Conditional DETR's `post_process_semantic_segmentation` removes one class
System Info
transformers 4.57.3 python 3.13.9
Who can help?
@yonigozlan @molbap
Information
- [x] The official example scripts
- [x] My own modified scripts
Tasks
- [ ] An officially supported task in the
examplesfolder (such as GLUE/SQuAD, ...) - [x] My own task or dataset (give details below)
Reproduction
Let's run two identical models - DETR and Conditional DETR - with 100 classes
import io
import requests
from PIL import Image
import torch
import numpy
from transformers import (
AutoImageProcessor,
ConditionalDetrConfig,
ConditionalDetrForSegmentation,
)
from transformers.image_transforms import rgb_to_id
url = "http://images.cocodataset.org/val2017/000000039769.jpg"
image = Image.open(requests.get(url, stream=True).raw)
image_processor = AutoImageProcessor.from_pretrained("microsoft/conditional-detr-resnet-50")
# randomly initialize all weights of the model
config = ConditionalDetrConfig(num_labels=100)
model = ConditionalDetrForSegmentation(config)
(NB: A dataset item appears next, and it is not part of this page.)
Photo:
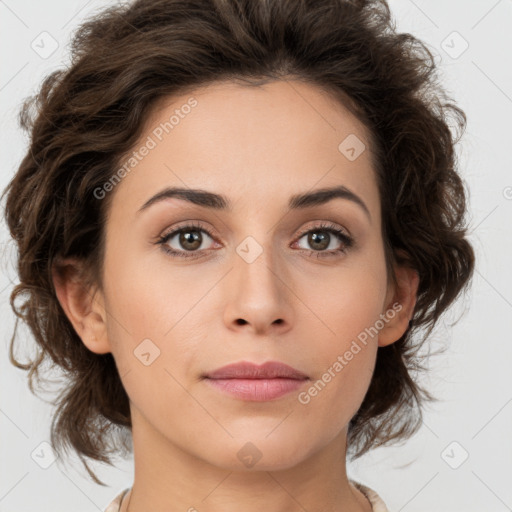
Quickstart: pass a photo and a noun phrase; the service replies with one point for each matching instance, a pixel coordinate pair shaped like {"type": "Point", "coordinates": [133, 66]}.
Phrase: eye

# prepare image for the model
inputs = image_processor(images=image, return_tensors="pt")
# forward pass
cond_detr_outputs = model(**inputs)
# Use the `post_process_semantic_segmentation` method of the `image_processor` to retrieve post-processed semantic segmentation maps
cond_detr_result = image_processor.post_process_semantic_segmentation(cond_detr_outputs, target_sizes=[(300, 500)])
import io
import requests
from PIL import Image
import torch
import numpy
from transformers import AutoImageProcessor, DetrForSegmentation, DetrConfig
from transformers.image_transforms import rgb_to_id
url = "http://images.cocodataset.org/val2017/000000039769.jpg"
image = Image.open(requests.get(url, stream=True).raw)
image_processor = AutoImageProcessor.from_pretrained("facebook/detr-resnet-50-panoptic")
config = DetrConfig(num_labels=100)
model = DetrForSegmentation(config)
# prepare image for the model
inputs = image_processor(images=image, return_tensors="pt")
# forward pass
detr_outputs = model(**inputs)
# Use the `post_process_semantic_segmentation` method of the `image_processor` to retrieve post-processed semantic segmentation maps
detr_result = image_processor.post_process_semantic_segmentation(detr_outputs, target_sizes=[(300, 500)])
Now let's look at the models outputs:
>>> cond_detr_outputs.logits.shape
torch.Size([1, 300, 100])
>>> detr_outputs.logits.shape
torch.Size([1, 100, 101])
As we can see, Conditional DETR logits contain 100 classes, and DETR logits contain 101 class (100 + null class)
However, both Conditional DETR and DETR post_process_semantic_segmentation functions are the same: they both treat the input data like there are n+1 classes in it:
class_queries_logits = outputs.logits # [batch_size, num_queries, num_classes+1]
...
# Remove the null class `[..., :-1]`
masks_classes = class_queries_logits.softmax(dim=-1)[..., :-1]
The function removes the last class, which is correct for DETR (which have an additional null class) and incorrect for Conditional DETR (which does not have a null class) and may result in losing information about the last actual class.
Expected behavior
Do not remove the last class in Conditional DETR's post_process_semantic_segmentation function:
masks_classes = class_queries_logits.softmax(dim=-1)
cc @nielsrogge as well, and note PR at #42681